If a dedicated work area isn’t possible, you must explain and make arrangements with your family to not disturb you while you are working. This may mean keeping the volume low on music and the TV or even moving their activities to other areas of your home while you are working.
Does your business fit a home base?
Resourceful Designer is aimed at graphic and web design business, but I also know there are plenty of other types of creative endeavours you may want to start.
If your creativity revolves around other creative arts, such as pottery, sculpting, stain glass creations, sign making, T-shirt printing or vehicle wraps, you may want to consider operating your business in a venue other than your home.
Yes, there will be other things to consider, but not all creative businesses are suited to be home-based businesses.
Will you be meeting with clients?
Most home-based designers I know, myself included, chose to meet clients at their own offices or some other location such as a coffee shop. However, if for some reason you must meet clients in your home office, you need to consider if your home is set up to receive clients.
If your office is in the basement, will the client need to navigate through a cluttered kitchen or areas strewn with children’s toys to reach your work area? It doesn’t create a professional image and could impede your growth.
If meeting in your own home is your only choice, such as for moms or dads on parental leave, try to find a neutral area in your home that you can keep clean and clutter-free to meet with clients.
Do you have room to expand?
A desk in the corner of your bedroom may be all you need for now. But what about a year or two years from now? Do you have the room to grow should you need to add filing cabinets or scanners and printers to your mix?
Will you be happy working from home?
Humans are naturally social creatures. Even introverts need some time around other people. Most people satisfy this itch through their work environment, but not so with people who work from home.
When you run a home-based business, there’s nobody stopping at your desk to chat about their weekend or the new movie that just came out. There’s nobody to take your coffee or lunch breaks with, and nobody organizing after hour staff get-togethers.
If you are the type of person that craves regular social contact, you may quickly find the isolation of working from home too much. If this sounds like you, consider joining social and professional organizations or take part in other social activities outside your home to keep you in touch with other people.
How will you keep up with change?
Something often overlooked when contemplating working from home is the outside world. There’s no gossip or industry news to hear when you’re working by yourself. So how will you stay on top of new tools, resources and developments in the industry?

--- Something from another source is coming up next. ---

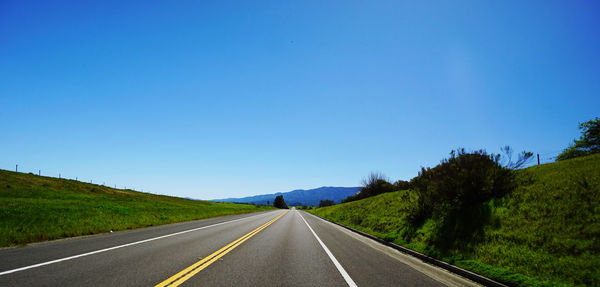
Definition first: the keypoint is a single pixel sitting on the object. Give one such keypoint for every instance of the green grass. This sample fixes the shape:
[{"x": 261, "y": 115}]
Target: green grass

You need to make an effort on your own to seek these things out. Subscribe to newsletters, magazines, blogs and YouTube channels. Make friends with other designers and keep in contact with past co-workers.
Just because you’re working all by yourself doesn’t mean you need to isolate yourself from the world.
There are so many benefits to starting a home-based design business.
- Low startup costs
- Minimal overhead and monthly expenses.
- No commuting time
- Freedom and flexibility
- and plenty of tax deductions, to name a few.
And although I continuously push this endeavour. I know that it’s not for everyone.
You’re the only person that can answer the question. “Is running a home-based design business for me?”
In Part 2 of this series, I discuss writing a business plan and dive deeper into planning your workspace.
Tip of the week Identify yourself when answering the phone.
If you want to sound professional, you should always answer your business phone by naming your business and then who you are.
For example, you could say: Acme Design Studio, John speaking. This eliminates any potential confusion clients may have as to who they are calling. They may not realize you are a one-person business working from home.